Beans can be grown in a wide range of soil types but generally the ideal soil type is a medium to heavy clay loam.
Yields of beans, on light soils in dry seasons will be disappointing if drought occurs. Beans should not be grown on peat or soils with a high organic matter content, as mineral deficiencies can occur.
Medium soils allow good root development and will usually retain enough moisture to meet the needs of the crop. Also, medium type soils will dry out reasonably quickly in the springtime, and allow sowing to proceed in good time.
Avoid compacted soils, or soils where draining is impeded. Root development will be stunted, and complete crop failure can result if waterlogging occurs. Waterlogging will also stunt root growth and reduce nitrogen fixation. Waterlogging will also increase crop susceptibility to frost damage and disease (foot rots), all of which reduces yields.
The optimum pH is around 6.5 – 7. If the pH reading drops below 6.0 then an application of lime is needed.

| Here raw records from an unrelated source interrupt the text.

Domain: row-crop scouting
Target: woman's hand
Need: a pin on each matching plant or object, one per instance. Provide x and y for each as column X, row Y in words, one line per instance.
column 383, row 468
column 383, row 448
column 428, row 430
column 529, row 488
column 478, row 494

As beans are susceptible to a wide range of soil borne pests and diseases a strict rotation is necessary. A 5 year break is essential between bean crops.
It is desirable that oilseed rape should not have been grown during the previous two years because of the risk of sclerotinia disease.
Seed Bed preparation
Providing good seedbed conditions is essential if you want to get your crop off to a good vigorous start. Spring beans need a medium to fine seedbed produced with the minimum of compaction. Sow at least 7cm deep as soon as soil conditions are suitable from mid-February onwards.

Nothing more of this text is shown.